Поля Елисейские. Книга памяти - Василий Яновский
Шрифт:
Интервал:
Закладка:
Люди его поколения никак не могут понять, почему Фондаминский, вырвавшийся из Парижа весной 1940 года, не уехал в Америку подобно всем «общественным деятелям». Он не воспользовался своей «чрезвычайной» визой и вернулся назад в Париж.
В июне 1940 года Фондаминский жил возле Аркашона; туда к нему на время попала моя жена, там же осели многие друзья. Между прочим, Мочульский. Фондаминский славился всегда своим профессиональным оптимизмом. Но тут вдруг в плане личных невзгод – потери удобной квартиры, привычной обстановки с книгами – он проявляет даже детскую растерянность. Несколько раз обмолвился такой фразой:
– Как я теперь проживу? Ведь я ничего не умею делать, а люди привыкли ко мне обращаться за помощью…
Это высказывание вызвало у Мочульского даже ряд ядовитых замечаний. Выяснилось также, что в кабинете у Фондаминского в стене имелся потайной шкаф, где хранилась какая-то сумма в фунтах стерлингов. И хотя деньги были сравнительно ничтожные, но всем вдруг стало ясно, что Фондаминский забыть этого не сможет и должен хотя бы на часок заглянуть опять на 130, авеню де Версай.
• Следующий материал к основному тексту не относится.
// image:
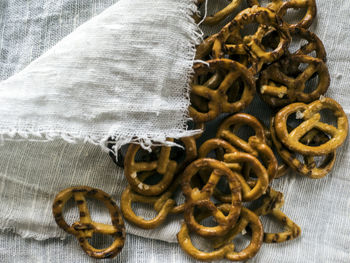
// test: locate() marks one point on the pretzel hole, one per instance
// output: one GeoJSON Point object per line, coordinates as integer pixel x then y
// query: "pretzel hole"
{"type": "Point", "coordinates": [242, 240]}
{"type": "Point", "coordinates": [199, 103]}
{"type": "Point", "coordinates": [100, 241]}
{"type": "Point", "coordinates": [201, 243]}
{"type": "Point", "coordinates": [271, 224]}
{"type": "Point", "coordinates": [70, 212]}
{"type": "Point", "coordinates": [143, 155]}
{"type": "Point", "coordinates": [234, 93]}
{"type": "Point", "coordinates": [243, 131]}
{"type": "Point", "coordinates": [294, 15]}
{"type": "Point", "coordinates": [327, 116]}
{"type": "Point", "coordinates": [271, 40]}
{"type": "Point", "coordinates": [249, 29]}
{"type": "Point", "coordinates": [178, 154]}
{"type": "Point", "coordinates": [154, 178]}
{"type": "Point", "coordinates": [296, 43]}
{"type": "Point", "coordinates": [98, 211]}
{"type": "Point", "coordinates": [143, 210]}
{"type": "Point", "coordinates": [293, 121]}
{"type": "Point", "coordinates": [223, 186]}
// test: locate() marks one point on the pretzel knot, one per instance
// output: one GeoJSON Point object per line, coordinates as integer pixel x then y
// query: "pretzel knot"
{"type": "Point", "coordinates": [256, 145]}
{"type": "Point", "coordinates": [163, 204]}
{"type": "Point", "coordinates": [247, 219]}
{"type": "Point", "coordinates": [226, 248]}
{"type": "Point", "coordinates": [273, 4]}
{"type": "Point", "coordinates": [220, 93]}
{"type": "Point", "coordinates": [201, 198]}
{"type": "Point", "coordinates": [229, 41]}
{"type": "Point", "coordinates": [279, 88]}
{"type": "Point", "coordinates": [312, 119]}
{"type": "Point", "coordinates": [309, 167]}
{"type": "Point", "coordinates": [271, 204]}
{"type": "Point", "coordinates": [85, 227]}
{"type": "Point", "coordinates": [311, 11]}
{"type": "Point", "coordinates": [220, 15]}
{"type": "Point", "coordinates": [250, 194]}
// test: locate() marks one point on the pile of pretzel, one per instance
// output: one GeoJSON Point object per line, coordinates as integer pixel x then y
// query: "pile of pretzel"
{"type": "Point", "coordinates": [220, 177]}
{"type": "Point", "coordinates": [227, 177]}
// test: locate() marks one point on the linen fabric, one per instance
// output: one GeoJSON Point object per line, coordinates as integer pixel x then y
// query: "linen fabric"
{"type": "Point", "coordinates": [32, 172]}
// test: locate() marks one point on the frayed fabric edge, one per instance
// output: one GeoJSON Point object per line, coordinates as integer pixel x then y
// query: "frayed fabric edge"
{"type": "Point", "coordinates": [146, 141]}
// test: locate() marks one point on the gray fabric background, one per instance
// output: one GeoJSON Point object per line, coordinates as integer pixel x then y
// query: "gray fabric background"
{"type": "Point", "coordinates": [321, 208]}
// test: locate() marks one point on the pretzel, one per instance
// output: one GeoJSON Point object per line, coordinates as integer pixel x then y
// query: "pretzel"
{"type": "Point", "coordinates": [308, 168]}
{"type": "Point", "coordinates": [309, 17]}
{"type": "Point", "coordinates": [256, 145]}
{"type": "Point", "coordinates": [220, 15]}
{"type": "Point", "coordinates": [273, 4]}
{"type": "Point", "coordinates": [201, 198]}
{"type": "Point", "coordinates": [221, 147]}
{"type": "Point", "coordinates": [218, 101]}
{"type": "Point", "coordinates": [129, 196]}
{"type": "Point", "coordinates": [271, 204]}
{"type": "Point", "coordinates": [279, 89]}
{"type": "Point", "coordinates": [229, 41]}
{"type": "Point", "coordinates": [259, 170]}
{"type": "Point", "coordinates": [162, 164]}
{"type": "Point", "coordinates": [85, 227]}
{"type": "Point", "coordinates": [247, 217]}
{"type": "Point", "coordinates": [311, 119]}
{"type": "Point", "coordinates": [185, 242]}
{"type": "Point", "coordinates": [314, 44]}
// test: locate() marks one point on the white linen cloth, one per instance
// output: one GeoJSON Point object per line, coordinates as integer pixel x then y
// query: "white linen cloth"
{"type": "Point", "coordinates": [31, 173]}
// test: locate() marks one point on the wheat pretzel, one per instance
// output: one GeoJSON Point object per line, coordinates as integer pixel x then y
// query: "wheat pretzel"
{"type": "Point", "coordinates": [312, 119]}
{"type": "Point", "coordinates": [85, 227]}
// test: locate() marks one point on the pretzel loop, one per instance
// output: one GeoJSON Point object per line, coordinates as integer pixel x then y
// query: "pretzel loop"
{"type": "Point", "coordinates": [308, 168]}
{"type": "Point", "coordinates": [311, 119]}
{"type": "Point", "coordinates": [85, 227]}
{"type": "Point", "coordinates": [271, 204]}
{"type": "Point", "coordinates": [259, 170]}
{"type": "Point", "coordinates": [220, 15]}
{"type": "Point", "coordinates": [247, 218]}
{"type": "Point", "coordinates": [310, 15]}
{"type": "Point", "coordinates": [252, 44]}
{"type": "Point", "coordinates": [163, 166]}
{"type": "Point", "coordinates": [201, 198]}
{"type": "Point", "coordinates": [216, 91]}
{"type": "Point", "coordinates": [256, 144]}
{"type": "Point", "coordinates": [279, 89]}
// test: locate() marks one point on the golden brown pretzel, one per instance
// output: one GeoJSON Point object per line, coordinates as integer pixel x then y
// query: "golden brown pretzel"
{"type": "Point", "coordinates": [220, 15]}
{"type": "Point", "coordinates": [309, 17]}
{"type": "Point", "coordinates": [185, 242]}
{"type": "Point", "coordinates": [271, 204]}
{"type": "Point", "coordinates": [85, 227]}
{"type": "Point", "coordinates": [308, 168]}
{"type": "Point", "coordinates": [205, 48]}
{"type": "Point", "coordinates": [314, 44]}
{"type": "Point", "coordinates": [259, 170]}
{"type": "Point", "coordinates": [221, 147]}
{"type": "Point", "coordinates": [129, 196]}
{"type": "Point", "coordinates": [278, 88]}
{"type": "Point", "coordinates": [230, 41]}
{"type": "Point", "coordinates": [273, 4]}
{"type": "Point", "coordinates": [201, 198]}
{"type": "Point", "coordinates": [216, 95]}
{"type": "Point", "coordinates": [311, 116]}
{"type": "Point", "coordinates": [163, 166]}
{"type": "Point", "coordinates": [256, 144]}
{"type": "Point", "coordinates": [247, 218]}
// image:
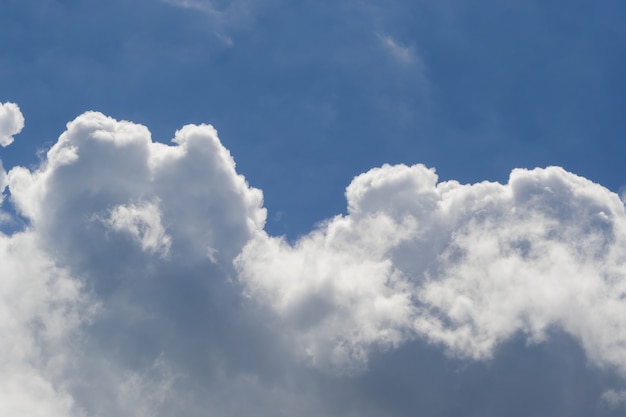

Он и вернулся осенью, когда многие из его друзей тоже очутились в Париже. Снова пошли собрания, доклады, но теперь кроме православного дела или русского театра прибавилась еще если и не прямая конспирация, то некое предвкушение ее… Париж начал организовывать свои первые кружки Сопротивления (резистанса). Вскоре наш общий друг Вильде затеет свою подпольную типографию при музее Трокадеро. Все эти едва ощутимые колебания почвы Фондаминский должен был воспринимать, как боевая лошадь – звук военной трубы.
– Вот Федотов сидит уже в лагере под Дакаром, а мы здесь еще работаем! – заявлял он не без насмешки. – Тут еще можно работать.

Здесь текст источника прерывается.